Gold trading in 2015.We have seen the same transition in the Gold market where the “gold bugs” have been beaten down. The risk off trade is to the dollar, not gold. Gold is too volatile to be held as a risk hedge. Gold is held as a “Disaster Hedge” when there is a threat of war or some devastating economic turmoil.
The gold markets volume has changed dramatically changed this past year and we might see less participation on the individual investor side. If we have falling demand for gold in the derivatives market, it means would could see some extra price volatility in the daily ranges.
Watch for lack of commitment on the buyers side in the volatility. This means we could see a consolidation zone being followed by sell offs to new levels. If we were to see a continuation in direction with the $360 annual range, we might see tests to $780 range. Remember there is no rational sell off or real price to be attained and the price could sell off to even the $600 range or more if there is some type of capitulation or default in the derivatives markets. If there is then the upside would be to previous swing highs $1360, 1580 then 1800. (not likely)
Dollar Index trading in 2015
The dollar index has been our major focus in our proprietary fund this year. The dollar index has been the major influence on price action in the major pairs, index trading, Gold and Oil. There has been quite a bit of volatility with momentum to the upside working in favor of most trades, mixed with oil price adjustments that have hurt many USD trades as the economies of the oil producing countries have some what cratered.
The key to the next year will be in trading the Dollar index and the price levels of support and resistance. We are posting a long term chart with some upside targets. Remember markets don’t normally move straight up or down and we will of course see some pull backs as the “unknown’s come in to play”.
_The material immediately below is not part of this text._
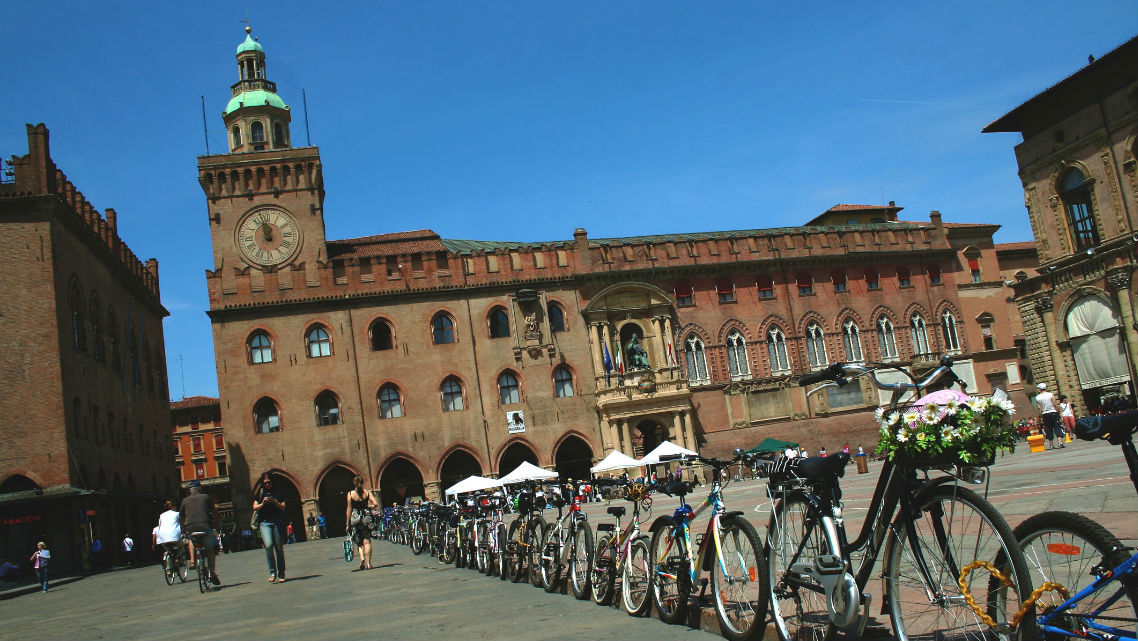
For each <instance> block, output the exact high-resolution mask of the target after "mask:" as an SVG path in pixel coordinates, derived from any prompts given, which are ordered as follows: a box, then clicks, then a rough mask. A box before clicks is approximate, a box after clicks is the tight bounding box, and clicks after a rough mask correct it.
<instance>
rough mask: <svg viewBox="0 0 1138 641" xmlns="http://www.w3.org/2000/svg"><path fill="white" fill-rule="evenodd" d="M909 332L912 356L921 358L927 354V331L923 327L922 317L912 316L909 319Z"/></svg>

If we have a continuation of the present direction of the dollar index we are targeting 92.56 and 99.10 for major resistance. This could take many months and watch for some consolidation for an upside continuation to occur. The dollar index has plenty of buy side momentum and could continue for the next year at this rate. The five year decline from 2002 to 2007 and the ensuing 2 years of consolidation in a 4 point range from 2012 -2014 built enough pressure in the market to bring us up over 10 penny in 6 months. There seems to be no let up on the buyer side which could keep this direction.
The dollar index has broken above the 200MA on the monthly chart, also above the 28.2 retracement an has a clear path to new highs.